A key limitation of this study is that we focused primarily on placental impairment, with less emphasis on direct fetal effects. Although the placenta is a critical source of nutrients for fetal development, the precise mechanisms by which OLA induces developmental toxicity in the fetus, particularly in humans, remain unclear and warrant further investigation. While our analyses mainly examined endothelial cells, OLA exposure may also substantially affect syncytiotrophoblasts, which likely contribute to the observed changes in GATA2. Future studies specifically targeting trophoblast populations, including syncytiotrophoblasts, will be essential to fully elucidate the mechanisms of OLA-induced placental injury and its impact on fetal development. Although CD-1 mice are an outbred strain with substantial genetic heterogeneity, they are widely used in reproductive and developmental toxicology owing to their high fecundity and regulatory acceptance [74–76]. Such genetic diversity may also enhance translational relevance to heterogeneous human populations. Nevertheless, the use of CD-1 mice introduces increased inter-individual variability in growth-related phenotypes, as reflected by the broad distributions of fetal and placental weights observed in this study, which complicates phenotypic interpretation. Although our models adjust for litter size and fetal sex, genetic heterogeneity cannot be fully addressed statistically and may reduce sensitivity for detecting modest effects of OLA exposure. Future studies employing genetically homogeneous inbred strains, such as C57BL/6J, will be important for refining effect size estimates and validating the molecular mechanisms identified here.
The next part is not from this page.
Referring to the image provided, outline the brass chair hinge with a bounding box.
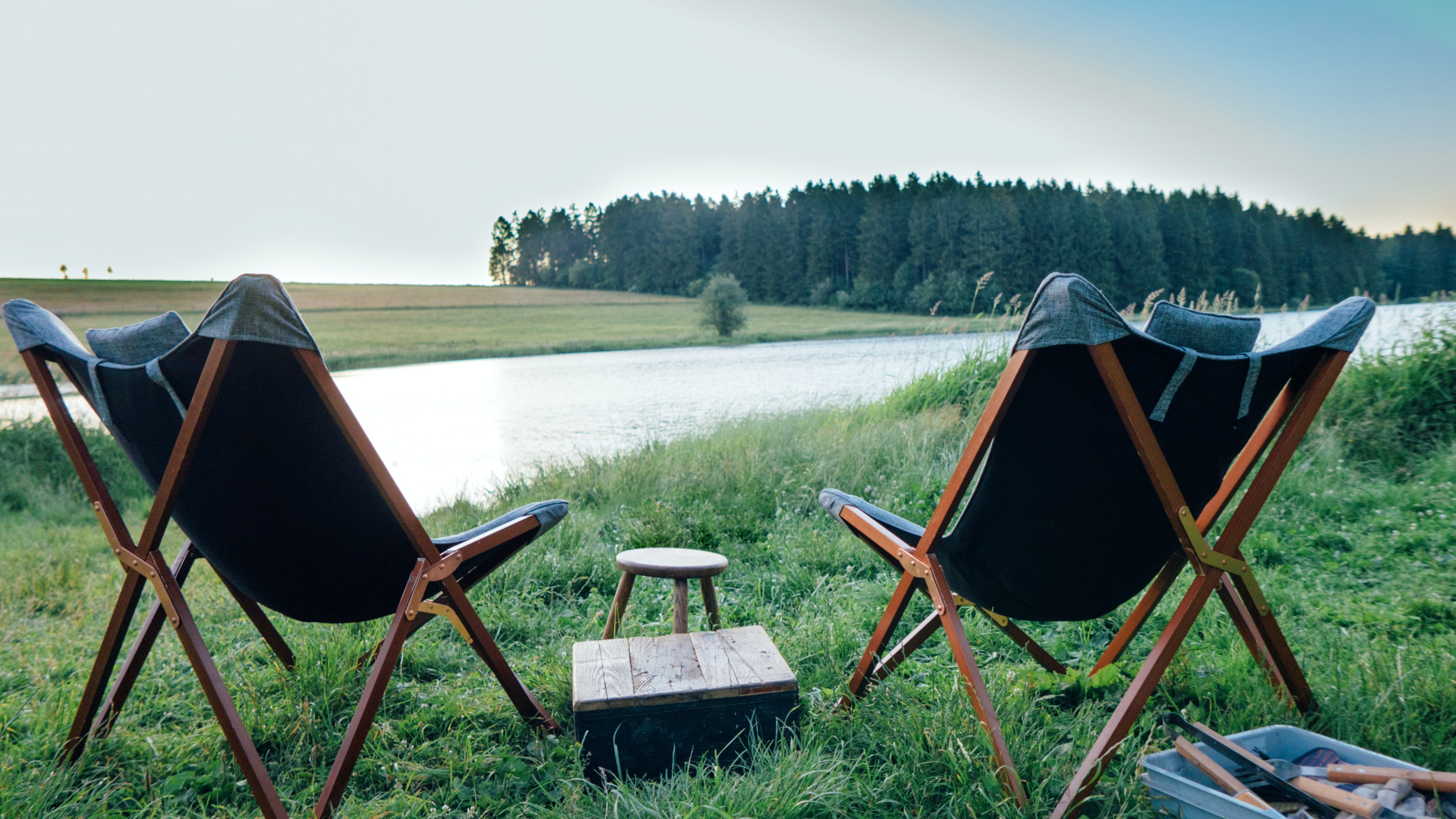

Taken together, this study reports, to our knowledge for the first time, that mice gestationally exposed to environmentally relevant dose of the ubiquitous oligomers (OLA) released from biodegradable PLA plastics, exhibit developmental toxicity. The distribution of OLA displays a possible gradient distribution and time-dependent accumulation in placenta and fetus. Exposure to environmentally relevant OLA exposure during pregnancy induces IUGR likely via impairment of placental vascular development by preventing the nuclear translocation of GATA2 to inhibit the VEGF signaling pathway. This paper highlights the developmental toxicity of OLA, urging further evaluation of human exposure and health risks from eco-friendly plastics and their breakdown products. Understanding the biological hazards of emerging pollutants like oligomers should drive rethinking approaches in the plastic transcending era. The paper calls for biosafety repositories, extensive environmental and human sample screening, and early health risk assessments of plastic oligomers.
Supporting information
S1 Text. Text methods.
Text1 methods. Synthesis of OLA and FITC-labeled. Description of this method is provided in S1 Text. Text2 methods. Rationale for Environmentally Relevant Dose Selection. Description of this method is provided in S1 Text. Text3 methods. RNA sequencing. Description of this method is provided in S1 Text. Text4 methods. Quantitative real-time PCR (qRT-PCR) analysis. Description of this method is provided in S1 Text. Text5 methods. Hematoxylin-eosin (H&E) staining. Description of this method is provided in S1 Text. Text6 methods. Immunofluorescence. Description of this method is provided in S1 Text. Text7 methods. Western blotting (WB). Description of this method is provided in S1 Text.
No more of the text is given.